W podwodnej fortecy naukowej zapomniany bohater, niosący światu na własną rękę pomoc humanitarną, Dr. Adam Brashear (The Blue Marvel) zastanawia się, z jakiego ważnego powodu wizytę złożył mu Uatu Obserwator. Wskazówką jest wiadomość o inwazji obcych sił na Nowy York, z komputera monitorującego zagrożenia na całej kuli ziemskiej.
Nowy York. Superior Spider-Man, Spider Hero, Spectrum i Luke Cage stawiają zacięty opór wojskom dowodzonym przez generał Proximę Midnight. Spider-Ock próbuje wezwać posiłki, ale jego własni żołnierze (Spiderlings) sami są przyparci do muru. Midnight przebija świetlną włócznią Spectrum, którą uznaje za przywódczynię rebeliantów. Emisariuszka Lorda Thanosa zaczyna następnie tłuc Cage’a do nieprzytomności, próbując przebić się przez jego twardą skórę. Z odsieczą Avengers przychodzą zwykli ludzie, którzy zaczynają rzucać w najeźdźców cegłami i butelkami. Kiedy z ich ust pada okrzyk – „Avengers Assemble” – oprzytomniały Cage podnosi się i powstrzymuje Proximę przed skrzywdzeniem cywili, krzycząc, że nikt nie straci już życia. Kiedy spada na nią grad ciosów Luke’a, Superior Spider-Man wykrywa w terenie jakby aktywność sejsmiczną. Spider Hero twierdzi, że to nie wstrząsy, lecz coś strasznego zostało przyzwane. Nagle na niebie usianym statkami kosmitów pojawia się hologram twarzy Thanosa, który rozczarowany przebiegiem kampanii swej podwładnej w mieście rozkazuje jej wycofać się z nowojorskiego frontu. Midnight odpycha Cage’a i odbiera swoją włócznię, obiecując jednak, że Spectrum umrze w męczarniach od silnej trucizny. Po tych słowach doradczyni Thanosa zostaje wessana do statku dowodzenia. Na odchodne zapewnia Avengers, że nie przeżyją tego, co zaplanował dla ich miasta Ebony Maw.
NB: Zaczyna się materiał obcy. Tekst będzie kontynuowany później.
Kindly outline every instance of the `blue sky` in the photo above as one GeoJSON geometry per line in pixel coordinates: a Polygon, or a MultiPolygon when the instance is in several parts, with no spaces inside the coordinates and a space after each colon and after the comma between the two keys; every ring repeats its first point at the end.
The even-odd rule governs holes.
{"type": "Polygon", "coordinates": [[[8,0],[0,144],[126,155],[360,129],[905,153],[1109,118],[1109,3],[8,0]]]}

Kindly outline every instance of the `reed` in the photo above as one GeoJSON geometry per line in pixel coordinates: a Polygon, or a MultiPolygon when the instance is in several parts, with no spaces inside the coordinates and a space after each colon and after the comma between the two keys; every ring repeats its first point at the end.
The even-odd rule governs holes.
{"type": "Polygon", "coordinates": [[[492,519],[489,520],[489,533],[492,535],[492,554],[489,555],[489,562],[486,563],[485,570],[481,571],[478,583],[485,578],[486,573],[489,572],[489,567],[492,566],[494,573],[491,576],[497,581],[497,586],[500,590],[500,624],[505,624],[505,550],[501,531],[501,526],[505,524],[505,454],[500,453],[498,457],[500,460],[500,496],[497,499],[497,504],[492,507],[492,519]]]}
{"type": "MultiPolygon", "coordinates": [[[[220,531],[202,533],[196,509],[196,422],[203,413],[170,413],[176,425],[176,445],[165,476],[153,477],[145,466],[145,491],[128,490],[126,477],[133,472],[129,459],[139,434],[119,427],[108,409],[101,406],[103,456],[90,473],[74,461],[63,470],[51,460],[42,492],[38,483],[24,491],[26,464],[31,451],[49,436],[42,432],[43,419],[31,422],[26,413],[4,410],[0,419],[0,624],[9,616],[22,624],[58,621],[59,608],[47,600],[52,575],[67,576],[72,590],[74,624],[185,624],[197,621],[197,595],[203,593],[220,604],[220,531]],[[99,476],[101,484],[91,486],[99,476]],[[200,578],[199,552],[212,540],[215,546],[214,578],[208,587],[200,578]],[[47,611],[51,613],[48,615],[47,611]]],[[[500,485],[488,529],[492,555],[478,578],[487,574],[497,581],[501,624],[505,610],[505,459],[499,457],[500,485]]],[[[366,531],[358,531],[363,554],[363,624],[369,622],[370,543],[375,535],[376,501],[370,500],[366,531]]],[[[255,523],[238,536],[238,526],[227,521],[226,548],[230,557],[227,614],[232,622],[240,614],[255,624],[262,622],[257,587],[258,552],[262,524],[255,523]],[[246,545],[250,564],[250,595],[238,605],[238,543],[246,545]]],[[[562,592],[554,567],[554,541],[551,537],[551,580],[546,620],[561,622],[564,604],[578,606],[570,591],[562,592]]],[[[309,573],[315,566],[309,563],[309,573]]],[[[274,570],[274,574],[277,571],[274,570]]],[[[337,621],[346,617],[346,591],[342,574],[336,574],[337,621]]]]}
Po jej odlocie Cage prosi Spider-Ocka, by zbadał wijącą się z bólu Spectrum. Kiedy Spider Hero ostrzega go, że coś się zbliża, na plac zstępuje starożytny demon chaosu, Shuma-Gorath, wezwany przez Doktora Strange’a, którego umysłem manipuluje Ebony Maw. Gdy potwór ogłasza, że ten świat należy do niego, Blue Marvel przylatuje, gotowy nieść pomoc zagrożonemu miastu.
Recenzja
Obiecano nam krwawą bitwę i drugi numer nowej serii Mighty Avengers tej obietnicy solennie dotrzymuje. Akcja rozkręca się na całego, a między jednym spadającym ciosem, a drugim powoli rozwija się intryga, której owoc zostaje wydany w finale komiksu. Jedyną „wyciszoną” sceną tego zeszytu jest rozmowa, a raczej należałoby powiedzieć jednostronna komunikacja w podwodnej bazie, która jest też okazją do zaprezentowania nowego superherosa, który w obliczu pozaziemskiego ataku o wysokim stopniu zagrożenia idzie w sukurs Avengers, walczącym desperacko w obronie Nowego Yorku z przeważającymi siłami Czarnego Zakonu Thanosa.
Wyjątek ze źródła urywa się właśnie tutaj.